Testing times for the bilateral relationship
Karthik Nachiappan Karthik Nachiappan | 28 Nov, 2018
DONALD TRUMP HAS been upending and rewriting US foreign policy. Allies and adversaries alike are scrambling to discern, thwart and shield themselves from Trump’s policies. So is India. US-India ties have not soured but ebbed, marred by trade and economic friction, hand-wringing around waivers to exempt India from US sanctions and a fitful relationship between Donald Trump and Narendra Modi. Is this scenario the new normal in US-India relations or can both countries, again, find ‘common ground’? In Open Embrace, Varghese K George, The Hindu’s US correspondent, aims to answer this question by interrogating the politics and political ascent of Trump and Modi. George asks whether the ‘ultra-nationalist’ conjuncture fuelling Modi’s and Trump’s rise will stymie US-India relations or if both leaders can ‘make a deal’ to prevent that outcome.
George begins by mapping several fault lines of globalisation and slow economic growth and how this precipitated Trump’s ‘America First’ agenda. American primacy since the Cold War was frittered away by self-inflicted economic (the 2008 financial crisis) and political crises (9/11 and wars in Iraq and Afghanistan). These failures intensified political fissures around class and race. America’s identity crisis, as Varghese argues, sharpened, breeding acute political discord as critics, Trump amongst them, pounced on what they perceived as Obama’s declinist agenda. George elucidates these shifts with aplomb, but the narrative bulldozes along without heed to a sequence that could better grip readers.
George trips up in explaining Modi’s foreign policy, opting to morph from journalist to theorist for this task. The narrative meanders into a fruitless theoretical discourse on what George calls the ‘Hindutva Strategic Doctrine’ or the ‘ideological roots of Modi’s world view’. Synthesising various studies, George devises a new construct that, he claims, represents Modi’s foreign policy, highlighting factors like territorial unity, religion (Hinduism), culture, military heft and global solidarity. What makes this tangent problematic is that he assumes first that there is a Modi doctrine (or that there should be one), and second, that even if one exists, it is situated within tracts associated with political Hinduism or ‘Hindutva’.
The messiness of the current international order, not to mention India’s neighbourhood, militates against the formation or presumption of a doctrine that can clarify India’s foreign policies. And there are sufficient institutional and political reasons to argue that Modi’s foreign policy has not veered much from that of previous governments. There is a long—and unfortunately enduring— tradition in the study of Indian foreign policy to use certain ideas (mystical, religious and civilisational) to explain how and why India behaves abroad at the expense of institutional factors. George, puzzlingly, wishes to join that tradition. Had he stuck to his journalistic sensibilities, we could have had a political reading of Modi’s foreign policy.
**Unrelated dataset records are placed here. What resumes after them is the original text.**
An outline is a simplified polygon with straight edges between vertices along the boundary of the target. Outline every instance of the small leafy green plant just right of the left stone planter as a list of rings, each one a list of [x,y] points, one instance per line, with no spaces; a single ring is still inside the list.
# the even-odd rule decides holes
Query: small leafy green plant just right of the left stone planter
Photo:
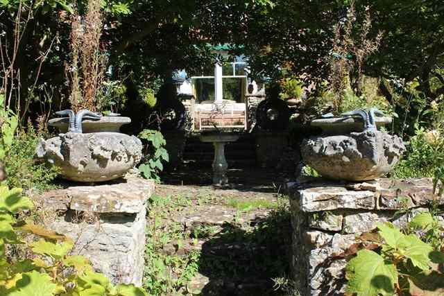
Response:
[[[143,130],[139,138],[148,141],[144,149],[144,163],[139,166],[139,171],[146,179],[160,181],[159,173],[164,169],[162,161],[169,162],[167,149],[164,148],[167,141],[157,130]]]

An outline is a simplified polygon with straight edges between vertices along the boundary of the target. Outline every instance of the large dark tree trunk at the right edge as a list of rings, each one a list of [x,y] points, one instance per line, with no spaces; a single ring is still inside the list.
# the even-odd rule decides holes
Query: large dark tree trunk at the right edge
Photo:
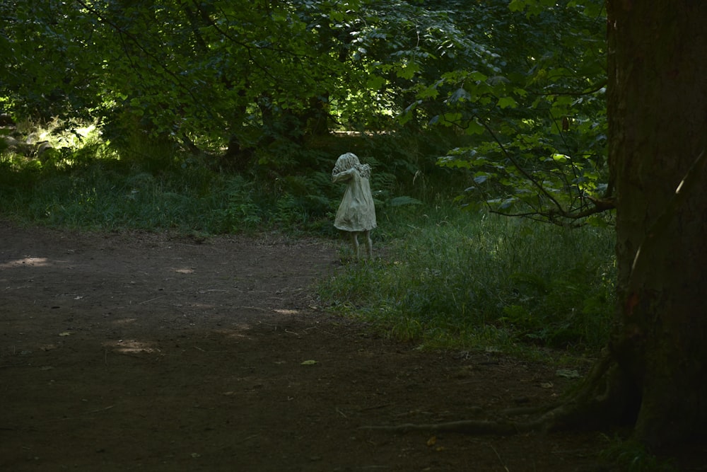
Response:
[[[619,268],[610,348],[635,395],[636,438],[660,445],[707,420],[707,2],[607,8]]]

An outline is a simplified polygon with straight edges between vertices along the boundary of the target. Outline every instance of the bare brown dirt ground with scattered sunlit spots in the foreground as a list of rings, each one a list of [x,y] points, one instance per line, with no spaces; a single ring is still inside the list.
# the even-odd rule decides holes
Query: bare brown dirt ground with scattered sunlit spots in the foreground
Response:
[[[327,314],[312,284],[340,265],[322,241],[0,221],[0,470],[609,470],[597,432],[362,429],[539,405],[571,380]]]

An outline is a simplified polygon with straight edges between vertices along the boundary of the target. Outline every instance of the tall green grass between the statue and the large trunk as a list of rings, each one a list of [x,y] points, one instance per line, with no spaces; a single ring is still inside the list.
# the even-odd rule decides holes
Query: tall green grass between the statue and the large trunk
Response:
[[[429,209],[428,209],[429,210]],[[449,207],[400,226],[373,261],[320,284],[333,309],[423,345],[596,348],[614,299],[612,231]],[[389,235],[390,238],[391,235]]]

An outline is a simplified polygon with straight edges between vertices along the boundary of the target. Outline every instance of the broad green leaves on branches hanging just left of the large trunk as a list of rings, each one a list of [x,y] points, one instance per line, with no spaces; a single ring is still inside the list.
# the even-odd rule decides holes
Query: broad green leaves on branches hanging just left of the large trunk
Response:
[[[481,194],[493,211],[562,224],[613,206],[600,5],[478,7],[494,19],[486,35],[498,61],[450,71],[426,91],[447,105],[433,121],[477,136],[440,159],[468,173],[464,200]]]

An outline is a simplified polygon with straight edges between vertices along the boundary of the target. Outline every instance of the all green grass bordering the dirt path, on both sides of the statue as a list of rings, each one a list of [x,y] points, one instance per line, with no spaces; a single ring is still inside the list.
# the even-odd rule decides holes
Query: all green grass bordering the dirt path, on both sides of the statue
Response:
[[[332,219],[341,188],[331,185],[328,169],[244,177],[171,152],[153,160],[168,162],[156,169],[119,159],[100,139],[39,159],[5,151],[0,214],[83,230],[337,237]],[[378,178],[373,236],[382,251],[318,285],[332,310],[426,347],[508,352],[605,343],[614,310],[612,229],[462,212],[449,197],[423,203],[399,195],[392,175]],[[349,260],[346,250],[341,255]]]

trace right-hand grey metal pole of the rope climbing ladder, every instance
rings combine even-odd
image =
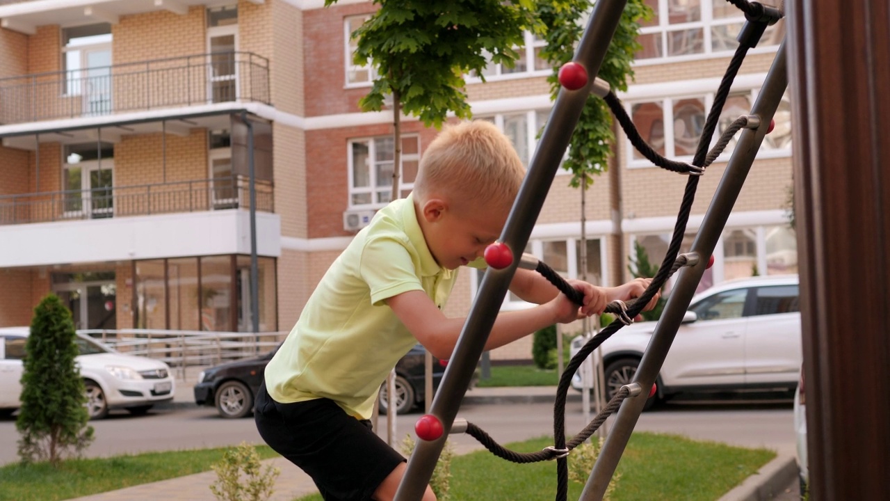
[[[702,220],[700,230],[692,242],[693,253],[697,253],[699,256],[710,256],[714,252],[714,247],[720,234],[723,233],[732,206],[739,197],[745,177],[748,176],[748,171],[754,163],[757,150],[763,143],[767,126],[773,119],[787,86],[785,44],[782,43],[776,53],[773,66],[766,76],[764,86],[760,94],[757,94],[757,100],[751,108],[751,114],[760,119],[761,125],[755,129],[745,128],[742,130],[739,142],[732,150],[732,157],[726,166],[724,176],[720,185],[717,186],[708,211]],[[667,350],[670,349],[677,329],[692,301],[692,296],[695,295],[707,262],[708,259],[700,259],[698,265],[684,267],[680,270],[676,285],[671,291],[649,347],[643,354],[643,359],[634,376],[634,382],[639,383],[641,387],[651,388],[655,382],[661,365],[667,357]],[[618,333],[618,335],[621,334]],[[587,485],[581,493],[582,500],[590,501],[603,498],[615,472],[615,467],[618,466],[619,459],[627,446],[627,440],[630,439],[636,421],[643,411],[644,404],[645,398],[627,398],[619,408],[616,421],[603,444],[603,450],[597,458]]]

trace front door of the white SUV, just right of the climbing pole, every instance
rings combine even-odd
[[[747,297],[747,288],[732,289],[690,307],[698,318],[677,330],[661,368],[663,384],[710,389],[744,382]]]

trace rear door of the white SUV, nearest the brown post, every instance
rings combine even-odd
[[[745,382],[795,385],[802,360],[797,285],[758,287],[748,316]]]

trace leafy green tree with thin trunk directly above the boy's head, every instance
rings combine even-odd
[[[325,5],[337,0],[325,0]],[[513,67],[523,30],[534,25],[535,0],[374,0],[380,8],[352,34],[353,62],[372,65],[378,77],[360,99],[362,111],[383,110],[392,95],[395,152],[392,198],[399,194],[401,113],[441,127],[449,111],[471,116],[467,74],[479,75],[490,61]]]

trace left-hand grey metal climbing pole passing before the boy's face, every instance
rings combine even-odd
[[[531,230],[538,220],[562,155],[578,124],[581,110],[587,103],[594,77],[600,70],[626,4],[627,0],[599,0],[594,4],[574,58],[575,62],[587,70],[590,78],[585,86],[576,90],[560,89],[538,149],[501,234],[500,242],[513,250],[514,256],[520,256],[529,241]],[[417,448],[408,462],[408,471],[396,492],[396,501],[414,501],[424,496],[426,485],[433,476],[433,469],[457,416],[457,409],[513,279],[517,262],[518,259],[514,259],[512,265],[500,270],[490,267],[483,276],[479,292],[473,300],[473,306],[427,415],[431,416],[433,422],[437,422],[437,426],[441,425],[441,436],[433,440],[418,440]]]

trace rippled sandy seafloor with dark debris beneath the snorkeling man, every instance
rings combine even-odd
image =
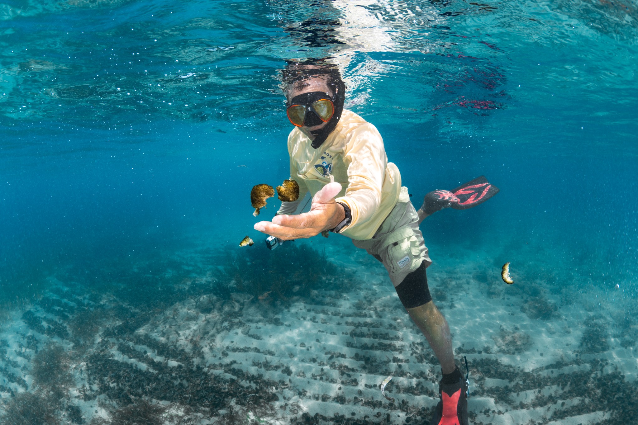
[[[3,319],[4,419],[429,423],[440,379],[432,350],[381,264],[334,238],[322,244],[327,259],[356,277],[286,301],[214,296],[207,267],[187,267],[186,278],[165,280],[170,289],[150,292],[89,291],[71,273],[66,282],[50,278],[50,291]],[[179,257],[197,264],[205,251]],[[434,301],[449,321],[459,366],[463,356],[470,365],[471,423],[638,423],[638,326],[624,313],[632,301],[621,288],[604,290],[573,270],[543,274],[533,263],[524,269],[536,270],[530,280],[514,259],[516,283],[506,285],[501,261],[484,252],[431,254]],[[395,403],[379,389],[390,374]]]

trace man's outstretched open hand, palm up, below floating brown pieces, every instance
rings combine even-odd
[[[324,230],[334,229],[344,218],[343,206],[334,201],[341,184],[329,183],[316,192],[310,211],[299,215],[276,215],[272,222],[255,223],[255,230],[281,240],[311,238]]]

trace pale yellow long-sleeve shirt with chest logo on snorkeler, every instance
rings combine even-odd
[[[352,223],[341,233],[356,240],[372,238],[401,192],[401,174],[388,162],[381,134],[356,113],[343,110],[323,144],[315,149],[311,143],[297,127],[288,135],[290,177],[299,183],[299,199],[283,203],[278,213],[294,212],[308,191],[315,196],[332,175],[343,186],[336,201],[352,212]]]

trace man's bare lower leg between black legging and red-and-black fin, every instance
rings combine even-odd
[[[452,373],[456,368],[454,352],[452,352],[452,336],[450,327],[433,301],[422,306],[408,308],[412,320],[419,326],[434,354],[441,363],[443,373]]]

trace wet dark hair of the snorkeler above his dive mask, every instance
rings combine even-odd
[[[286,61],[286,67],[281,70],[281,89],[287,93],[292,87],[306,87],[309,80],[317,77],[324,77],[333,93],[345,92],[346,85],[339,68],[325,59]]]

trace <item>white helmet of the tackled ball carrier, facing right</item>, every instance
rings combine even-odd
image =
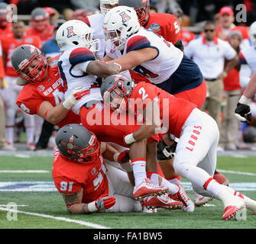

George ably gauges how India has fared under Trump. In both countries, public spheres have coarsened, institutions been pummelled, minorities threatened and the media besieged. The persistent demonisation of the ‘other’ under Trump increases the threat of violence against Indians and Indian-Americans. George incisively recognises that the politics around economic policies is being reoriented in the US, tilting from the interests of corporations, patrons of the H1B visa, and trade liberalisation toward the working class and reciprocal trade, a trend that does not bode well for US-India ties.
What does one make of bilateral relations now? Trump and Modi have not furthered them. Progress has been sporadic. Irritants, not opportunities, lurk. ‘America First’ does not comport with India’s rise; and neither does a Trump administration looking to coercively extract benefits from an international order whose costs it has borne for decades, a scenario that augurs poorly for India that has depended on others to shoulder the externalities of its rise. As US president, Trump is unlikely to embrace India.